There is some unfinished business in Des Moines, Iowa and it could mean less food for the hungry in the Quad Cities.
The 2013 Iowa Legislative Session is now over, but with two bills that never made it to Governor Terry Branstad's desk.
The first (HF2471), referred to as the Income Tax Check-Off Hunger Fund, would allow people to donate through their income tax form.
The second (SF2356) would exempt food banks from having to pay sales tax.
"We have to purchase a fair amount of equipment and other things to handle food safely and efficiently so we do pay more sales tax than maybe some of the other charities," explains Caren Laughlin with the River Bend Foodbank in Davenport. "This is money that we could be using to feed the hungry and buy food so we really wish that bill had passed."
The River Bend Foodbank moved to Davenport earlier this year.
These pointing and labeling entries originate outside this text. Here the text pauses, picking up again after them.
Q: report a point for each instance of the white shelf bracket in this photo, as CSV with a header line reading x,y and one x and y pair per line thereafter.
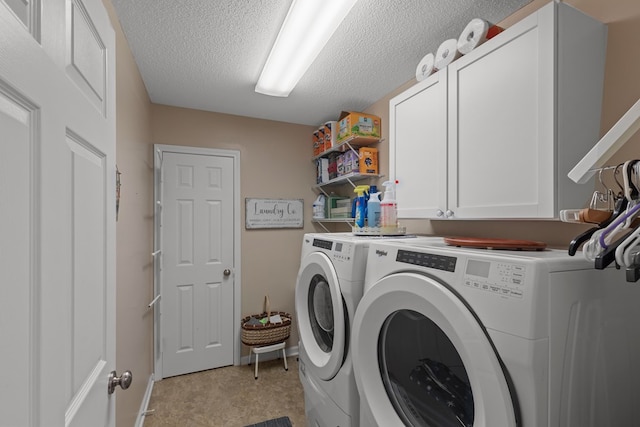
x,y
617,136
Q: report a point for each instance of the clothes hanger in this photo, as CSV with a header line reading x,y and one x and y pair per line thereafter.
x,y
620,205
623,221
622,224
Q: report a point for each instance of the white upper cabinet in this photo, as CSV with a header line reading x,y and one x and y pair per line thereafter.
x,y
495,133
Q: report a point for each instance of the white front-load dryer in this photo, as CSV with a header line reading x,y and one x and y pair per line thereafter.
x,y
446,336
329,287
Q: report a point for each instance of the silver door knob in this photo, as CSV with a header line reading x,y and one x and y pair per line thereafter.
x,y
124,381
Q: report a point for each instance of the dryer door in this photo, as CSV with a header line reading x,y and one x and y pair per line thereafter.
x,y
321,315
421,358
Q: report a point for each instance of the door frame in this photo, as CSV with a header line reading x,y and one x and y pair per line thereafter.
x,y
158,152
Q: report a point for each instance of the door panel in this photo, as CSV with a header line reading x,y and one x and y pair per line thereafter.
x,y
59,152
17,122
197,319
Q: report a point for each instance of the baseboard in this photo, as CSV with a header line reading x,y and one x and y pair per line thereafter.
x,y
144,406
291,351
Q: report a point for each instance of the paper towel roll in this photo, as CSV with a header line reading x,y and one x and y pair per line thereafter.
x,y
473,35
447,53
425,67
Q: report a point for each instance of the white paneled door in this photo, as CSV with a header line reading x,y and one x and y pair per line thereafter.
x,y
197,268
57,213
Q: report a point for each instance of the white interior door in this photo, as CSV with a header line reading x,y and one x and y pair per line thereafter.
x,y
197,276
57,203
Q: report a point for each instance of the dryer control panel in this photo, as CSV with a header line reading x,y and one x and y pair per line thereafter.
x,y
339,251
501,278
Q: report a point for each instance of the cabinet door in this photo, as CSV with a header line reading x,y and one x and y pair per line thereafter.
x,y
501,137
417,148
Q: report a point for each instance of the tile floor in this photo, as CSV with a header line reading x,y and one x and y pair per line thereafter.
x,y
229,397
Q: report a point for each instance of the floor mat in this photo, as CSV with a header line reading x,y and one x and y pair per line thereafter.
x,y
277,422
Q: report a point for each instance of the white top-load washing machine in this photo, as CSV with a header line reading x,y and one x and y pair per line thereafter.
x,y
329,286
446,336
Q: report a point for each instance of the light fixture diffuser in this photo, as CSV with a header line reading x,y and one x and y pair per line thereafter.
x,y
306,29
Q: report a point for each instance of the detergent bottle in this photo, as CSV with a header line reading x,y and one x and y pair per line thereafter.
x,y
319,207
389,208
373,208
361,204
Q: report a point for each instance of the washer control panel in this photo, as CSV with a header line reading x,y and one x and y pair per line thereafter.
x,y
501,278
423,259
339,251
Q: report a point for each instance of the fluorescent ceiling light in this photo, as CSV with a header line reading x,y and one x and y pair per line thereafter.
x,y
306,29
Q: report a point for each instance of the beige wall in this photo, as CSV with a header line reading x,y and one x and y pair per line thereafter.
x,y
134,238
275,162
621,90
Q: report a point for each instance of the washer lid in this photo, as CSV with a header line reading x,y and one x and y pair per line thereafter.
x,y
493,402
321,315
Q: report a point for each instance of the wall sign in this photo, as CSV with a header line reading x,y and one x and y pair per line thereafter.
x,y
274,213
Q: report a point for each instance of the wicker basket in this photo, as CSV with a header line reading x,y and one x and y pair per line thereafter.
x,y
269,333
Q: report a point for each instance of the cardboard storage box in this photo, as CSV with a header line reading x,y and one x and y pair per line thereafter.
x,y
368,160
366,127
336,206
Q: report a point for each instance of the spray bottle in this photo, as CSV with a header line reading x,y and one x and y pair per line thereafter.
x,y
319,207
373,208
389,208
361,204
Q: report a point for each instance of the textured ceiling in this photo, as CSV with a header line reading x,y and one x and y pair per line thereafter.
x,y
208,54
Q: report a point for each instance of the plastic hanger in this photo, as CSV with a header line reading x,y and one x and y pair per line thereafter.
x,y
616,250
618,203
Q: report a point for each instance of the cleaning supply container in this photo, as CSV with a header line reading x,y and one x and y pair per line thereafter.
x,y
361,204
373,209
319,207
389,209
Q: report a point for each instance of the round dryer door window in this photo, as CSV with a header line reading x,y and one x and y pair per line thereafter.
x,y
422,358
320,308
423,373
321,315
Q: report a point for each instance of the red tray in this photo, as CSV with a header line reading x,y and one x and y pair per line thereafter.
x,y
488,243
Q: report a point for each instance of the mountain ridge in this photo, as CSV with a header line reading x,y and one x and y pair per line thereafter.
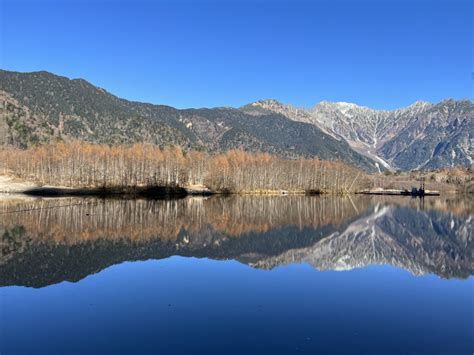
x,y
395,138
40,106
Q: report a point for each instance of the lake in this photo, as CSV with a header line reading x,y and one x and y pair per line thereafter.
x,y
237,275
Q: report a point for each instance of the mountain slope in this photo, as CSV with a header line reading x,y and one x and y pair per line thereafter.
x,y
40,107
420,136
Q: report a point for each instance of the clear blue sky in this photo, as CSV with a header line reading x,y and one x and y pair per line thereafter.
x,y
383,54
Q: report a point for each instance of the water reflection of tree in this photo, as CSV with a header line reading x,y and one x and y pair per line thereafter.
x,y
71,220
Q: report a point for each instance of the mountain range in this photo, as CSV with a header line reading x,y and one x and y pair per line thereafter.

Their previous location was in Moline and in Illinois, food banks do not have to pay sales tax.
However, Laughlin says their move to Davenport was for a bigger warehouse where they could grow their services.
"We serve about 10,000 individuals every week," says Laughlin. "We're meeting the need on a whole new level because of this facility."
Meeting the need would be easier if the River Bend Foodbank did not have to pay any sales tax.
"The more resources you have, the more you can do and the more food you can get out," explains Laughlin. "It's real simple."
It doesn't seem to be that simple in Des Moines, though. While HF2471 and SF2356 passed their originating chambers nearly unanimously (94-1 and 49-0, respectively), they never made it to the opposite ones.
"I think they got considered too late," says State Representative Linda Miller, (R) Bettendorf. "By the time they got to their respective committees and then re-referred since they're both Ways and Means Bills, it was too late in the session to actually get them through."
State Rep. Miller says she has a solution, though. She says she, State Senator Joe Seng, (D) Davenport and State Senator Roby Smith, (R) Davenport are proposing to file companion bills in the next legislative session.
"That means a bill, the same bill - one in the House and one in the Senate - at the same time," says State Rep. Miller. "I think with State Sen. Smith and State Sen. Seng, we'll do it in a bi-partisan way and see if we can get this through."
For now, Laughlin and those at River Bend will have to wait.
As they do, you can help them. Saturday, May 10th is Stamp Out Hunger in the Quad Cities. All you have to do is put non-perishable food items - like canned goods - in a bag and place the bag next to your mailbox. Your letter carrier will then pick it up when he/she drops off your mail for the day and deliver it to the River Bend Foodbank. Stamp Out Hunger is organized by United Way of the Quad Cities. This year, their goal is to collect 100,000 pounds of food.